Mr Science expounds from our shared Calvinistic POV:

 

Did you see the Open Championship?  On 18 today, Rickie Fowler hit it into the tent to the right of the fairway.  Between the tent and the ropes is an area where the fans can stand, and two fences.  The tent, of course (officially a "grandstand"), is an obstruction, but so is everything on the outside of the inner fence.  So he got a free drop.

They had marked off 11 drop zones along the front of the grandstand, with a blue pole halfway between each pair of adjacent drop zones.  The drop zones are mandatory, and you must drop in the closest one.  Period.  They forgot the usual "no nearer the hole".  So Rickie advanced the ball about 20 more yards and took his free drop.  The ball rolled even closer to the hole, and that was OK, too.  (Azinger wanted to know if the extra 20 yards would count in his driving distance stats.)

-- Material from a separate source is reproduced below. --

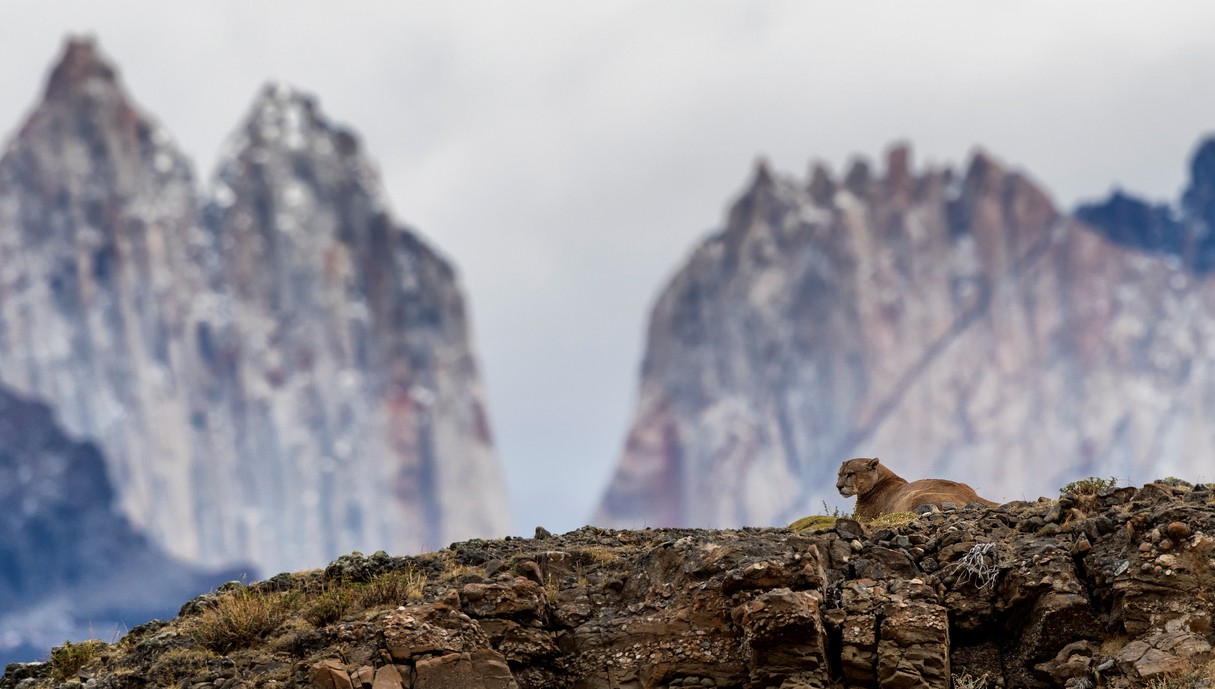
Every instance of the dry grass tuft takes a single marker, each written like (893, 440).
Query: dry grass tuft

He hit it to the left of the green, in a closely mown area.  It's the British Open, so anyone within 60 yards of the hole and not in tall grass or a bunker uses his putter.  Rickie had a sprinkler head in the way.  Since the sprinkler was within two club lengths of the green, and his ball was within two club lengths of the sprinkler, he got a free drop.  At the nearest point of relief.  Not within a club length, just drop at the nearest point.  He was ready to drop on the left side of the sprinkler, when he noticed that the cut of the rough was such that he would have less long grass to putt through, and more short grass to the right.  He looked at the official, and pointed to the right side of the sprinkler, and that's where he ended up dropping.  His putt missed the sprinkler by at least a foot, so I guess the nearest "point" is a pretty big thing, besides being of indeterminate location.  The head rules official was in the announce booth throughout this, explaining it all, and showed no signs of embarrassment.

I suppose this is the difference between British and Scottish.